Peacock WF, Braunwald E, Abraham WT. Management of acute heart failure. J Am Coll Cardiol. 2010;56(5):343-51.

Felker GM, Lee KL, Bull DA, et al. Diuretics in acute decompensated heart failure. N Engl J Med. 2011;364(9):797-805.

Stepwise SCAPE Management Algorithm

  1. Identify SCAPE: Acute dyspnea, rales, systolic BP >180 mmHg, preserved EF.
  2. Assess Mental Status:

  • GCS ≥ 8 → BiPAP and nitroglycerin bolus.
  • GCS < 8 → Controlled intubation.

  1. BiPAP Settings: IPAP 10–15, EPAP 5–10.
  2. Nitroglycerin Infusion: Initiate at 200–400 µg/min following bolus.
  3. Monitor Response:

  • If improved, continue BiPAP and nitroglycerin.
  • If not, prepare for intubation.

  1. Induction: Etomidate + fentanyl + rocuronium, with ongoing nitroglycerin and phenylephrine ready.
  2. Ventilation Strategy: Tidal volume 6 mL/kg, PEEP 5–8 cm H₂O.
  3. Post-Intubation Care: ICU admission, titrate nitroglycerin, introduce diuretics after stabilization.

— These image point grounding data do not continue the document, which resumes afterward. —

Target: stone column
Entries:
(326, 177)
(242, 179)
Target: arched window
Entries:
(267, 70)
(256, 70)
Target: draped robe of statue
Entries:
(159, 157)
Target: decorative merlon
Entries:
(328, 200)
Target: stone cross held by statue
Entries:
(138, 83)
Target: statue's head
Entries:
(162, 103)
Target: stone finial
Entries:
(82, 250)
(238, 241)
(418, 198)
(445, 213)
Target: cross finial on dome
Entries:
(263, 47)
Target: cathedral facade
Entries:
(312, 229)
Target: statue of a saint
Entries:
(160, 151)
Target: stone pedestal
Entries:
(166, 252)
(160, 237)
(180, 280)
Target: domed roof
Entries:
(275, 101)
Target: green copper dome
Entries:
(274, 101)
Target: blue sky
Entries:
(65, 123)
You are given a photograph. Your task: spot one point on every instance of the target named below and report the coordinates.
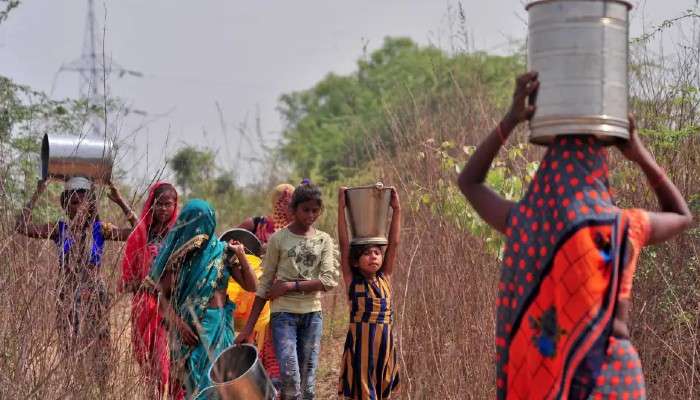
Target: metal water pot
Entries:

Summary for Anesthesia Residents

  • Do not intubate reflexively. Stabilize initially with BiPAP and nitrates.
  • If intubation is required, perform under nitrate cover to prevent vasoconstrictive collapse.
  • Use sympathetic-sparing agents such as etomidate and fentanyl.
  • Anticipate hypotension with nitroglycerin titration and vasopressors on standby.
  • ICU care is mandatory for gradual afterload and volume correction.